As resistance to standard antibiotics grows, RedHill's H. pylori regimen secures FDA approval
In 2017, the WHO designated clarithromycin-resistant H. pylori, a bacterial infection that affects more than half of the global population, a high priority for antibiotic research and development. On Monday, Israel’s RedHill Biopharma secured FDA approval for its rifabutin-based regimen to address the alarming rates of resistance to standard-of-care therapies.
The new drug will be marketed as Talicia, and the company says it plans a launch in the first quarter of 2020. The therapy is an oral capsule comprising rifabutin, amoxicillin and a proton pump inhibitor, omeprazole, and was tested in two late-stage trials, ERADICATE Hp and ERADICATE Hp2.
Shares of the drugmaker $RDHL jumped about 15.6% to $8 premarket on Monday.
In the ERADICATE Hp study, Talicia, showed 89.4% efficacy in eradicating H. pylori infection, surpassing the historical standard-of-care efficacy levels of 70%.
In the confirmatory ERADICATE Hp2 trial, Talicia was tested against an active comparator therapy — an amoxicillin and omeprazole regimen. Data showed an 84% eradication of H. pylori infection with Talicia versus 58% in those who got the other treatment. Trial data also demonstrated patients experienced a high resistance to the standard-of-care — consistent with their deteriorating efficacy — the company said when it published the results last December.

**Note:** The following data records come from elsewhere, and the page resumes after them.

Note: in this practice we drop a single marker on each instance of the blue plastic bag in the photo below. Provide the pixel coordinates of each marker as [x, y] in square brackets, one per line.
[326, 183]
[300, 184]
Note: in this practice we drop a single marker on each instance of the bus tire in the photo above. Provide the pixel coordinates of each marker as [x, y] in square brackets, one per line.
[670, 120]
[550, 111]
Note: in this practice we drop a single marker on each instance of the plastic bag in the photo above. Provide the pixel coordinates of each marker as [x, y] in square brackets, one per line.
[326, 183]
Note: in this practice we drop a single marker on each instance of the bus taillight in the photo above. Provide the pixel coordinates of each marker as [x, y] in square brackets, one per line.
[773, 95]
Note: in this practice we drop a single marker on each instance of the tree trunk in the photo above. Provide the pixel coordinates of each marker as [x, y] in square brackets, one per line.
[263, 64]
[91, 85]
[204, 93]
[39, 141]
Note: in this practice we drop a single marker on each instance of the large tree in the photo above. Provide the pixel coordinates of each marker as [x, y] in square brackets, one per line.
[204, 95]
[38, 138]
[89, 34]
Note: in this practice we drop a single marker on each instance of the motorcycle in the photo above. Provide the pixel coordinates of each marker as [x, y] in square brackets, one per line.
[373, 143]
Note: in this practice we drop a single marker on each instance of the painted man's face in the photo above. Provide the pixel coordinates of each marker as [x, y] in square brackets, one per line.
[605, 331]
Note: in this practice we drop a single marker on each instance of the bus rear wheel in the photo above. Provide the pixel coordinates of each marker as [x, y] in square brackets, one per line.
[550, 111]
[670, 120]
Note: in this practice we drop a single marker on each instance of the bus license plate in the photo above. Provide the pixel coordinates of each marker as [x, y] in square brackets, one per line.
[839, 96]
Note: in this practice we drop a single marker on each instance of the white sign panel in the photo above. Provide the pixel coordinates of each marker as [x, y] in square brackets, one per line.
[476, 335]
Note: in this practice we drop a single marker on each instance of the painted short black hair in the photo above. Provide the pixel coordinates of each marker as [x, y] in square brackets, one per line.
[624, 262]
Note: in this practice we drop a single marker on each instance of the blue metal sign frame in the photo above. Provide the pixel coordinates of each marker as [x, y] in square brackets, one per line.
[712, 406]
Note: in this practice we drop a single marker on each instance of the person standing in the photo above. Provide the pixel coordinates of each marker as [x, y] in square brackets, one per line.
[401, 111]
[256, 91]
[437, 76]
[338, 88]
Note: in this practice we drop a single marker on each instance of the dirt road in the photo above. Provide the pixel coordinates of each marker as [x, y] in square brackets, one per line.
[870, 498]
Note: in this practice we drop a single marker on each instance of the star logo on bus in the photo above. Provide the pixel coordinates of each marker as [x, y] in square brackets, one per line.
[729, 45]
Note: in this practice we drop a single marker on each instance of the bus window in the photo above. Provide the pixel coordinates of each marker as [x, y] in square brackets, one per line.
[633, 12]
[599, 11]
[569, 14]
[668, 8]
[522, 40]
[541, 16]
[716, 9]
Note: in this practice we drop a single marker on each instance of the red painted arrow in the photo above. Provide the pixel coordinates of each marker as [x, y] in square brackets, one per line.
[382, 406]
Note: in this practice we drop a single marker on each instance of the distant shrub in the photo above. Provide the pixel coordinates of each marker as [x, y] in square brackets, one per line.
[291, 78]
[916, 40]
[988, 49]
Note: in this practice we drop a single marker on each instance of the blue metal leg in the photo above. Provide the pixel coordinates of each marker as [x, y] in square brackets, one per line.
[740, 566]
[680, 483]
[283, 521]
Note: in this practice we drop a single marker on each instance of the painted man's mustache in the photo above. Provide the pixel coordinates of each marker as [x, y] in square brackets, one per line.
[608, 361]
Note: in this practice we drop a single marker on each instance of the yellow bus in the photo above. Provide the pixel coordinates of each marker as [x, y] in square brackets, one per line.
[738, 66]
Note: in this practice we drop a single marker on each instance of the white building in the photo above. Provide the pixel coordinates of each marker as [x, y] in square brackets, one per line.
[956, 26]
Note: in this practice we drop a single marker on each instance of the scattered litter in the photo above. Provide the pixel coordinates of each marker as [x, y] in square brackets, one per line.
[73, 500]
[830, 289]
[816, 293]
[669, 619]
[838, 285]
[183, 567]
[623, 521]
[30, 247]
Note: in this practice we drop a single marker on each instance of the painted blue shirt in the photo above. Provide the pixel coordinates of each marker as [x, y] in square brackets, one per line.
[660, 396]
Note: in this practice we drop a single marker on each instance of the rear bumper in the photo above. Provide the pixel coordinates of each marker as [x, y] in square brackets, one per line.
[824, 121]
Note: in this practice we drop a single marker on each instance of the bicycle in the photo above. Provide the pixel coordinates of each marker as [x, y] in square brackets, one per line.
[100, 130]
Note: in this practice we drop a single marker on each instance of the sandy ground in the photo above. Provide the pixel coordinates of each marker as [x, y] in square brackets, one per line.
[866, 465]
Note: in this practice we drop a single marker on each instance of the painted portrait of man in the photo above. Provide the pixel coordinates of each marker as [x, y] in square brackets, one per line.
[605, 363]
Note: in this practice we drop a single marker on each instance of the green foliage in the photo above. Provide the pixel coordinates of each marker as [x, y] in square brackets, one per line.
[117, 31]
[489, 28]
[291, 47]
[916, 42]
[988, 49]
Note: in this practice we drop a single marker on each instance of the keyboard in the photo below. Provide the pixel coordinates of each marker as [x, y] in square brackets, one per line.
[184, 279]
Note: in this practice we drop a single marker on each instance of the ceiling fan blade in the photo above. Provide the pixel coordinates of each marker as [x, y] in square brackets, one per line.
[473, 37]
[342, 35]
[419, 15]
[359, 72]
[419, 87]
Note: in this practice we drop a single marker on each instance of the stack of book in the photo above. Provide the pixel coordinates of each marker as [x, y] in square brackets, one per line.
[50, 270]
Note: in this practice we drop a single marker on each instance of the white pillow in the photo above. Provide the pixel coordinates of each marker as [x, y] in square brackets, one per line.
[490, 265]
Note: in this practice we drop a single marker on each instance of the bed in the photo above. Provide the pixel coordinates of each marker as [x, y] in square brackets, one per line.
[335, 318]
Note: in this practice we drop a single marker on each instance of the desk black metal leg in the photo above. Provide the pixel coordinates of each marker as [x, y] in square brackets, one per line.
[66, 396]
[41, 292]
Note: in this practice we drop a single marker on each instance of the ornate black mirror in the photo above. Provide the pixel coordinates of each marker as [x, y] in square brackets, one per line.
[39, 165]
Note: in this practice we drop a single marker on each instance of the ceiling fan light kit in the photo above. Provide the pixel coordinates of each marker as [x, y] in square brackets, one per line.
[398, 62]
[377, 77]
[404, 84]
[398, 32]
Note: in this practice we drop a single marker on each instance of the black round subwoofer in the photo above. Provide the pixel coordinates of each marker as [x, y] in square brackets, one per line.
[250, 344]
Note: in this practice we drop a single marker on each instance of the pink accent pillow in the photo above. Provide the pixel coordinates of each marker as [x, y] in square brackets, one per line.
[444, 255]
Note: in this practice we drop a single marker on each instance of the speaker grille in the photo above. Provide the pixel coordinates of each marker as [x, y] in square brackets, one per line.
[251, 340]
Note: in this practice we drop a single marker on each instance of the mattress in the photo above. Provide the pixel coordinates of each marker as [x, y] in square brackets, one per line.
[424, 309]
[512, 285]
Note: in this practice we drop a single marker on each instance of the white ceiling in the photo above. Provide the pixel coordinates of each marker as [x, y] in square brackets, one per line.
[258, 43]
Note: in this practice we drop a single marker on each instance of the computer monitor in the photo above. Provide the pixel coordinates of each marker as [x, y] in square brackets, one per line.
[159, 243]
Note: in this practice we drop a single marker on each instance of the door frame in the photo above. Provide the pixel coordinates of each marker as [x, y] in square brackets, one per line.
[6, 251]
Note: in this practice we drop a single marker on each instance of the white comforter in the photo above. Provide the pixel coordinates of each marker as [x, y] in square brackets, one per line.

“Studies with Talicia found zero resistance to rifabutin and showed 17% resistance to clarithromycin, a current standard-of-care macrolide antibiotic, consistent with current data showing that clarithromycin-containing therapies fail in approximately 25-40% of cases,” said David Graham, lead investigator of the Talicia phase III studies, in a statement.
About two-thirds of the world’s population have H. pylori in their bodies. But for most, it doesn’t cause ulcers or any other symptoms. However, it is a major cause of peptic ulcer and gastritis and is considered the strongest risk for gastric cancer. About 35%, or over 100 million people, in the United States are infected, with an estimated 2.5 million patients treated annually in the region.
The growing scourge of antibiotic resistance is a global issue that should arguably entice a swarm of R&D dollars, but these drugs command relatively cheap prices and do not offer a rich reimbursement, like cancer drugs, which has incentivized most big pharmaceutical companies to focus their attention elsewhere. However, a handful of small and big names are keeping the R&D engine hot. Tel Aviv’s Redhill is one of them, and the FDA has rewarded their dogged focus by giving Talicia all the bells and whistles to hasten its path toward approval.
The drug was granted the Qualified Infectious Disease Product designation as well as fast-track status by the regulator, including a six-month priority review and eight years of US market exclusivity. The product is also protected until at least 2034, under various US patents.